Graag nemen we u mee in de achtergrond van deze dialoog en onze visie hierop.
Uiteraard is er nooit een eenduidig antwoord op deze vraag. De afweging is geheel afhankelijk van uw persoonlijke situatie.
Wat er daarnaast speelt is dat er zowel politiek veel dialoog is over dit onderwerp en dat er diverse rechtszaken lopen die de houdbaarheid van de Overbruggingswet box 3 onder druk zetten.
Achtergrond:
Als gevolg van een uitspraak van de Hoge Raad (24-12-2021) is er veel te doen rondom de belastingheffing in box 3. De kern van dit arrest is, dat belastingheffing in box 3 op basis van een forfaitaire samenstelling van het vermogen in strijd is met het Europese verdrag voor de rechten van de mens (EVRM) voor zover een belastingplichtige door dit forfaitaire stelsel wordt geconfronteerd met een heffing naar een voordeel uit sparen en beleggen dat hoger is dan het werkelijk behaalde rendement.
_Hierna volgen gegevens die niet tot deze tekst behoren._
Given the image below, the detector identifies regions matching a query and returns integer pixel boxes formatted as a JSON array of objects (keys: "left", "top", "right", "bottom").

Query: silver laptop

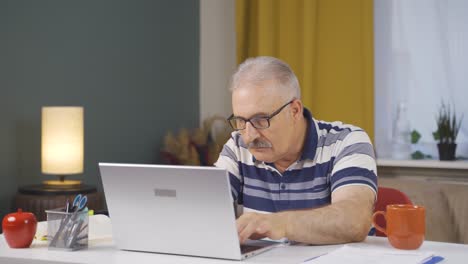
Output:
[{"left": 99, "top": 163, "right": 279, "bottom": 260}]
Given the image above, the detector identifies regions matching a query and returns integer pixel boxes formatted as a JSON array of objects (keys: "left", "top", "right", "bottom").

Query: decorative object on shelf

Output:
[
  {"left": 41, "top": 106, "right": 84, "bottom": 188},
  {"left": 411, "top": 130, "right": 432, "bottom": 160},
  {"left": 432, "top": 102, "right": 463, "bottom": 160},
  {"left": 392, "top": 102, "right": 411, "bottom": 160},
  {"left": 160, "top": 116, "right": 232, "bottom": 166},
  {"left": 2, "top": 209, "right": 37, "bottom": 248}
]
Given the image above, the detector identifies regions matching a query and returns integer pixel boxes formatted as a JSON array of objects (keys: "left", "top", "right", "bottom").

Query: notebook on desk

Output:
[{"left": 99, "top": 163, "right": 278, "bottom": 260}]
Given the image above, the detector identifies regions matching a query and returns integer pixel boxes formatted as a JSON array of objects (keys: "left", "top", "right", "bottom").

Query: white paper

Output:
[{"left": 303, "top": 245, "right": 434, "bottom": 264}]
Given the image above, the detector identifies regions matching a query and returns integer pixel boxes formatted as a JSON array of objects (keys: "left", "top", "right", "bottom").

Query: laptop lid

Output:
[{"left": 99, "top": 163, "right": 274, "bottom": 260}]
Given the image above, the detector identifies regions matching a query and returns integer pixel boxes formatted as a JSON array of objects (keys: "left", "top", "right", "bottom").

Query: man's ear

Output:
[{"left": 291, "top": 99, "right": 304, "bottom": 120}]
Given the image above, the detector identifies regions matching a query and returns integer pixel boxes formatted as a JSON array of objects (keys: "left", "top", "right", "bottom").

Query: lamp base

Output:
[{"left": 42, "top": 180, "right": 81, "bottom": 189}]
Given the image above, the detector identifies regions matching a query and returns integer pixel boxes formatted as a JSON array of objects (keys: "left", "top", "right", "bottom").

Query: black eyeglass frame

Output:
[{"left": 227, "top": 99, "right": 296, "bottom": 131}]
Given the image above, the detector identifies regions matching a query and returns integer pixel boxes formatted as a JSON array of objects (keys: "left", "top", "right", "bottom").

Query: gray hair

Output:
[{"left": 230, "top": 56, "right": 301, "bottom": 99}]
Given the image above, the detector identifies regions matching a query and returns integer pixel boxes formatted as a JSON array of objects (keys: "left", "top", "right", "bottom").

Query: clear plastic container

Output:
[{"left": 46, "top": 208, "right": 89, "bottom": 251}]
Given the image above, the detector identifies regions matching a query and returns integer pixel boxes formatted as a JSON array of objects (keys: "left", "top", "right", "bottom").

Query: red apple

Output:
[{"left": 2, "top": 209, "right": 37, "bottom": 248}]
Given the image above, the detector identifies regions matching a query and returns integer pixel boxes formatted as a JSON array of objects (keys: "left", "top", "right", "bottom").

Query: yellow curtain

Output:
[{"left": 236, "top": 0, "right": 374, "bottom": 139}]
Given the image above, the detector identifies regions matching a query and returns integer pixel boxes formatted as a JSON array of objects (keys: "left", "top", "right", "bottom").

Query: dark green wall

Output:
[{"left": 0, "top": 0, "right": 199, "bottom": 227}]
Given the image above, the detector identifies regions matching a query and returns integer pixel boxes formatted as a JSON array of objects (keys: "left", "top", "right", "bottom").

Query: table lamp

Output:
[{"left": 41, "top": 106, "right": 84, "bottom": 188}]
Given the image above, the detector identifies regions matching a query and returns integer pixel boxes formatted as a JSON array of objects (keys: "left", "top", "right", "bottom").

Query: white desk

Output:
[{"left": 0, "top": 235, "right": 468, "bottom": 264}]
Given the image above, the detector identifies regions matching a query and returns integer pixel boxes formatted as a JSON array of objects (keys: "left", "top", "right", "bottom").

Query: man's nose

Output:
[{"left": 245, "top": 122, "right": 260, "bottom": 142}]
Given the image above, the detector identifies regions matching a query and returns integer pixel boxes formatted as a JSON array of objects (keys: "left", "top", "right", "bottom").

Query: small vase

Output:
[{"left": 437, "top": 143, "right": 457, "bottom": 160}]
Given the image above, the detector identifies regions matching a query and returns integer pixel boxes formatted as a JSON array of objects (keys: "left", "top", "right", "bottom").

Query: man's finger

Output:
[{"left": 239, "top": 221, "right": 257, "bottom": 244}]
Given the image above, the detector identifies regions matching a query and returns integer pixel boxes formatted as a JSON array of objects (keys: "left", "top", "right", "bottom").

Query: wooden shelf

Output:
[{"left": 377, "top": 159, "right": 468, "bottom": 170}]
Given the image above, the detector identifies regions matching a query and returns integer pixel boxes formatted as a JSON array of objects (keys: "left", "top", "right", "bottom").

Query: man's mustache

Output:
[{"left": 248, "top": 139, "right": 272, "bottom": 148}]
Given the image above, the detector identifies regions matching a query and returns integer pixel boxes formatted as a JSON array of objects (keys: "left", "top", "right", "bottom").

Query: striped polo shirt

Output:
[{"left": 215, "top": 108, "right": 377, "bottom": 212}]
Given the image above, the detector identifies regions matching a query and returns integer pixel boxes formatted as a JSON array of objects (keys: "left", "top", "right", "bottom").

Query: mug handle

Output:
[{"left": 372, "top": 211, "right": 387, "bottom": 235}]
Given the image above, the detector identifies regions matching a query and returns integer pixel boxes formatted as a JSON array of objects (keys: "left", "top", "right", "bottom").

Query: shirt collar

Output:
[
  {"left": 252, "top": 107, "right": 318, "bottom": 165},
  {"left": 300, "top": 107, "right": 318, "bottom": 160}
]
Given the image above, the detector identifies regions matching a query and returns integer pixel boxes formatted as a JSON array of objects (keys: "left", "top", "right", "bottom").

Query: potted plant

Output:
[{"left": 433, "top": 103, "right": 463, "bottom": 160}]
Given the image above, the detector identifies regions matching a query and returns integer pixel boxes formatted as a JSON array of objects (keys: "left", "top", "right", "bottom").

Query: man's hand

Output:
[{"left": 236, "top": 213, "right": 286, "bottom": 244}]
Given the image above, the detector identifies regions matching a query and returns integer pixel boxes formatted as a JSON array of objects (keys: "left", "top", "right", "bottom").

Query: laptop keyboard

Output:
[{"left": 241, "top": 245, "right": 265, "bottom": 254}]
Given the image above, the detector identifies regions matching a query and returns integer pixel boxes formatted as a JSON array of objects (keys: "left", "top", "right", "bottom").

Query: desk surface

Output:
[{"left": 0, "top": 235, "right": 468, "bottom": 264}]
Het demissionaire kabinet heeft per 8 september 2023 een internetconsultatie gestart voor het concept wetsvoorstel ‘Wet werkelijk rendement box 3’. Het demissionaire kabinet stelt in het concept wetsvoorstel voor om vanaf 2027 in box 3 inkomstenbelasting te heffen op basis van het werkelijk behaalde rendement. Hoofdregel is een heffing op basis van een vermogensaanwasbelasting.
Met het wetsvoorstel Overbruggingswet box 3 wordt voor de tussenliggende jaren een tijdelijk stelsel geregeld, dat voortborduurt op de herstelwetgeving (de forfaitaire spaarvariant) voor box 3. De forfaitaire spaarvariant betekent dat het vermogen, oftewel de bezittingen en schulden zoals genoemd in artikel 5.3 Wet IB 2001, worden onderverdeeld in de volgende drie vermogenscategorieën: banktegoeden, overige bezittingen en schulden. Voor iedere vermogenscategorie geldt een afzonderlijk forfaitair rendementspercentage. De van toepassing zijnde forfaits worden pas na afloop het jaar bekend gemaakt.
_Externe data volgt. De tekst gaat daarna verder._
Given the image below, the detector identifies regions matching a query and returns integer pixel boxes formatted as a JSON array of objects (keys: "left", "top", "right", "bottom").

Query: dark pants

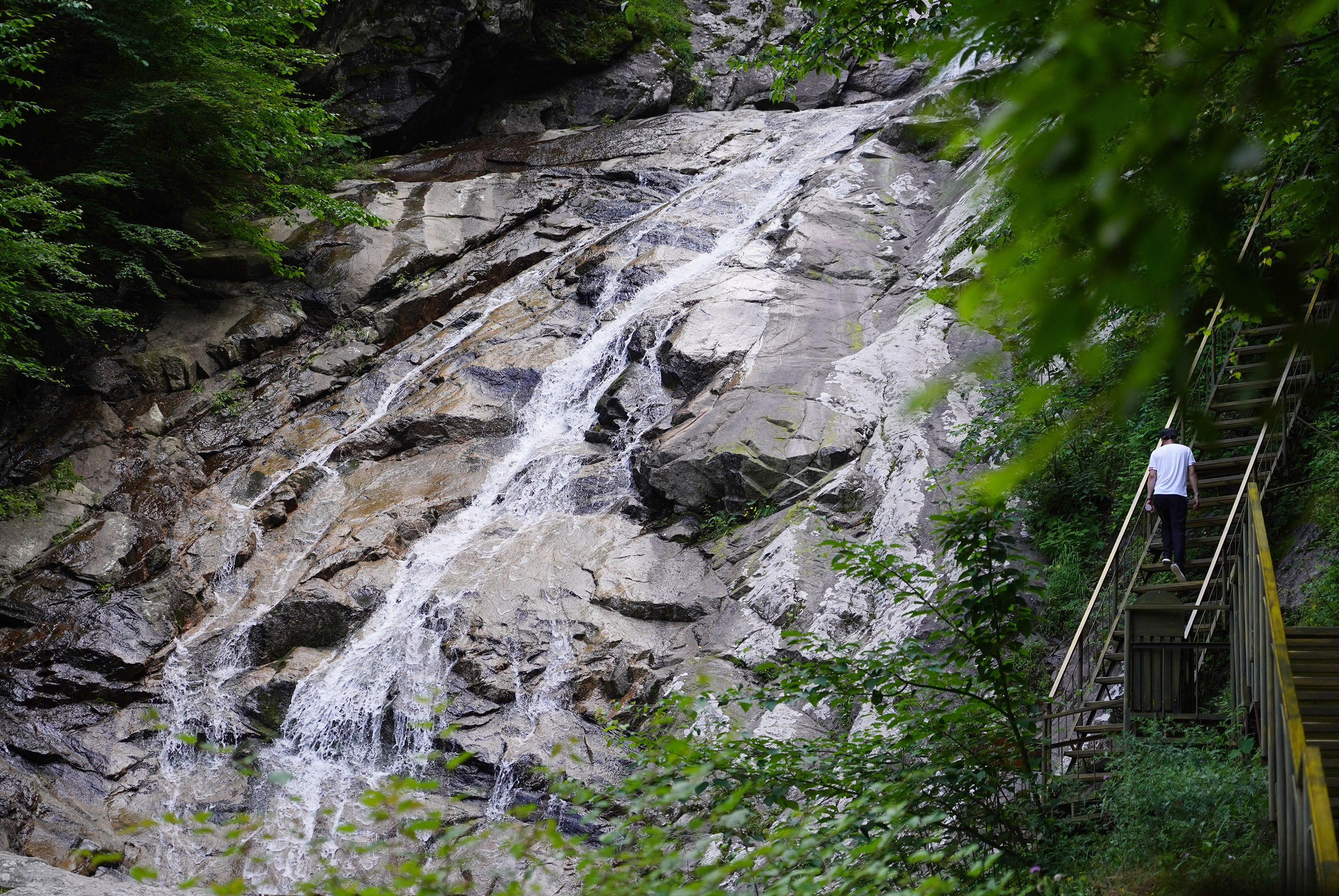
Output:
[{"left": 1153, "top": 494, "right": 1186, "bottom": 569}]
Voor 2023 gelden de volgende forfaitaire tarieven:
Banktegoeden 0,36%
Overige bezittingen 6,17%
Schulden 2,57%
Het belastingtarief in box 3 is voor 2023 vastgesteld op 32%, het voorstel voor het belastingplan 2024 is om versneld naar een tarief van 34% te gaan.
Het heffingsvrije vermogen is voor 2023 en de opvolgende jaren bepaald op € 57.000,- per belastingplichtige.
Beleggen in obligaties:
Obligaties zijn het defensieve hart van uw portefeuille. Ze zijn minder koersgevoelig dan aandelen en zijn daarmee minder risicovol. De keerzijde van de medaille is dat obligaties normaliter een lager verwacht rendement geven dan u met aandelen kunt maken.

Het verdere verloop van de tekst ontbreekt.